Approval was based on the results of seven studies, which found that patients with moderately to severely active RA had improvements in clinical response and physical functioning, when compared with those on placebo. Tofacitinib was associated with an increased risk of serious infections, including opportunistic infections; tuberculosis; cancers; and lymphoma, which are described in the boxed warning in the drug’s label, the FDA said.

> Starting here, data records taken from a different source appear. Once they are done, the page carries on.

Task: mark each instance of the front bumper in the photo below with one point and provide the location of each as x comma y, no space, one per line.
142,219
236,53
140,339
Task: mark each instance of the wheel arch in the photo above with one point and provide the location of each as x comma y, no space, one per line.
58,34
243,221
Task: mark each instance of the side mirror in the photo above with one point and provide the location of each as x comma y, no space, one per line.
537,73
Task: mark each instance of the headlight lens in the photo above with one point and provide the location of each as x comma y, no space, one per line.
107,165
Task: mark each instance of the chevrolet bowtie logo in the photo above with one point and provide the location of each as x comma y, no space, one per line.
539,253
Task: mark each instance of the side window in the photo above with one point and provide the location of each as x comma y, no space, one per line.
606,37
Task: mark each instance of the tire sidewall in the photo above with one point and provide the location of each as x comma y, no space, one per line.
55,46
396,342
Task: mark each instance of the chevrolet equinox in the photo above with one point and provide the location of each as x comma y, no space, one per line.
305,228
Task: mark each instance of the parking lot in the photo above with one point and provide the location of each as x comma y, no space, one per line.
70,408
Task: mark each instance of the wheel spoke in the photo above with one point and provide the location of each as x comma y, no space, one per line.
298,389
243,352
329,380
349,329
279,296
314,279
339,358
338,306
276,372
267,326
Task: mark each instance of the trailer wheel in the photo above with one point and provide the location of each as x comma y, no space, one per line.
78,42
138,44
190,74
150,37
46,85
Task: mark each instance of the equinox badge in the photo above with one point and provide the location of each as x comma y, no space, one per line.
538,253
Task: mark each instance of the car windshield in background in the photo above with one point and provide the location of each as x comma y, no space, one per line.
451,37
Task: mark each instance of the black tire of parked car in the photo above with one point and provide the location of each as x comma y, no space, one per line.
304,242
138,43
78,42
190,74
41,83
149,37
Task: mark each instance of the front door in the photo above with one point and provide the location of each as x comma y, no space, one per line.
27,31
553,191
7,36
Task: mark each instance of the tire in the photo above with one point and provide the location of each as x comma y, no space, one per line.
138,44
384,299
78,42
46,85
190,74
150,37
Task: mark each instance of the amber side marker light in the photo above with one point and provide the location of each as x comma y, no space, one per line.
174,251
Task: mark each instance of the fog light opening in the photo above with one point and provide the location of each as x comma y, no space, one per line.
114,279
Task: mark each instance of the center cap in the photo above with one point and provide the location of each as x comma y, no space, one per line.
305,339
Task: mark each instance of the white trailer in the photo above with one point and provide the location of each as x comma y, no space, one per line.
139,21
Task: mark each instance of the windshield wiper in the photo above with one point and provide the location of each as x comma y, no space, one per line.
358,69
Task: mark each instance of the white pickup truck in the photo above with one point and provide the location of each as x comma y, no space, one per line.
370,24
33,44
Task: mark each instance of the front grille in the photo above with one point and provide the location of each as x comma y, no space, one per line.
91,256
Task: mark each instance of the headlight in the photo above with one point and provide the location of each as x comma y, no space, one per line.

Treatment was also associated with increases in cholesterol and liver enzymes, and decreased blood counts. The REMS consists of a Medication Guide that includes information for patients about the drug’s safety and a communication plan that will educate health care providers about the serious risks associated with the treatment.
The post-marketing study will compare two doses of tofacitinib with another approved treatment for RA.
At a meeting in May, the FDA’s Arthritis Advisory Committee voted 8 to 2 to recommend approval of tofacitinib for patients with RA, although panel members had lingering safety concerns.
Another JAK inhibitor, ruxolitinib (Jakafi), was approved to treat myelofibrosis in 2011.